Well, you are in luck, I was the TD for our school's production of Les Mis last year. First, I am assuming you are doing this on a
stage indoors, not outside in what would turn out to be a mud pit for us. Here is what we did for effects, we first had a
fog system-that we never actually built-but was designed, and would have worked great if we had time. We had a
HVAC duct induction fan at the end of our pipe that the fogger sprayed into, then we had a series of splits that channeled the
fog to places around our
barricade to have
fog in random areas. We would then run bursts of
fog through it for a not to bad gunshot
effect, and since some pipes were longer, there was a delay as to when the
fog left certain spaces. This was a wonderful visual
effect, but you have to keep distance between the fogger and the fan, but the fan will suck all the
fog up, so you don't have to worry about a seal of some sort.

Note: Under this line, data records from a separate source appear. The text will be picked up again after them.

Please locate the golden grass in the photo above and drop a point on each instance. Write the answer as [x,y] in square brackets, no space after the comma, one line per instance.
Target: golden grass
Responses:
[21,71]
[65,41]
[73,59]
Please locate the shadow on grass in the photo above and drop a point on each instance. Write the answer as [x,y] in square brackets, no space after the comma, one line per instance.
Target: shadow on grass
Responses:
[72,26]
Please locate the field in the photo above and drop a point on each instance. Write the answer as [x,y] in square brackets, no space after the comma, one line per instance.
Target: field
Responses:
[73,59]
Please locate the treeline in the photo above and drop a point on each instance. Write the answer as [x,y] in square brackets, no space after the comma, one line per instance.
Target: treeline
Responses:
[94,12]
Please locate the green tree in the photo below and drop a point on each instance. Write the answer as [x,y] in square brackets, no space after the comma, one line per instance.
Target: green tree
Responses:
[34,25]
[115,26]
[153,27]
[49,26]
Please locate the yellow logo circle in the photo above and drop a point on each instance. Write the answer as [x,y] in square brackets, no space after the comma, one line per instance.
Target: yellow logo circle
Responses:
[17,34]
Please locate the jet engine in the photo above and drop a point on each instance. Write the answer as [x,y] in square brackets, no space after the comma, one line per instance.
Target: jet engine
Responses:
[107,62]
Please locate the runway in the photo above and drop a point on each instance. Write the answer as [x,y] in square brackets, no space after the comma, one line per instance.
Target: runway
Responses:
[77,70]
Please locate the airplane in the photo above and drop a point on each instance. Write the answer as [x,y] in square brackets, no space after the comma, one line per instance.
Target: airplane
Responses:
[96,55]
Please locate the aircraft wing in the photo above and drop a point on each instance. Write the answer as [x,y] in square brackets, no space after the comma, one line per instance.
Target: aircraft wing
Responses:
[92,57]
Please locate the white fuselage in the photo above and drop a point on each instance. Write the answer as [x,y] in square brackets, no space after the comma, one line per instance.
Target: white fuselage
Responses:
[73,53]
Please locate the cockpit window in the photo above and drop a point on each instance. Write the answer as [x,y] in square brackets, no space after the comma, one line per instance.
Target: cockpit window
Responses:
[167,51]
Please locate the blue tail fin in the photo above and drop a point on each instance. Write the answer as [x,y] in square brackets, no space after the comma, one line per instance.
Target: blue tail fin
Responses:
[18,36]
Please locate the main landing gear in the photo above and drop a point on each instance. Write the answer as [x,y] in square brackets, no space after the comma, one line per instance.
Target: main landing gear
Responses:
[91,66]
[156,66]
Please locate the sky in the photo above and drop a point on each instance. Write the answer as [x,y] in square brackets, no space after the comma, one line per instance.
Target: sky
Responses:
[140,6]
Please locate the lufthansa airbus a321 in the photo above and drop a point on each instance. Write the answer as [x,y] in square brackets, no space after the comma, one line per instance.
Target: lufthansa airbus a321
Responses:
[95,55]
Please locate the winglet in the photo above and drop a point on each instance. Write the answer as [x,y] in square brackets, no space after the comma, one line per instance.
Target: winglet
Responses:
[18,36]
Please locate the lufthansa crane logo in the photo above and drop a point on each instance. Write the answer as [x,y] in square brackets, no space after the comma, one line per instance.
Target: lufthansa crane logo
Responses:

Small lighting flickers add a nice
effect as well, but are not needed.
As for audio effects, hinged 2x4's would work great, have your
stage crew behind your
barricade, or off
stage slapping them together at random intervals, the more the better. Handles on the 2x4's are very nice, and they are easy to operate and hard to break. For our show, we had live music, so we got our pianist to use a keyboard to
play gunshot effects off the keyboard into the sound
system, then into the
house. It actually sounded pretty good, and since he could see what was going on, more lifelike than recorded sound effects.
Mic-ing the 2x4's would be fairly difficult, because you would run into peaking fairly easily, and might sound bad in your sound
system, but it is something you should test.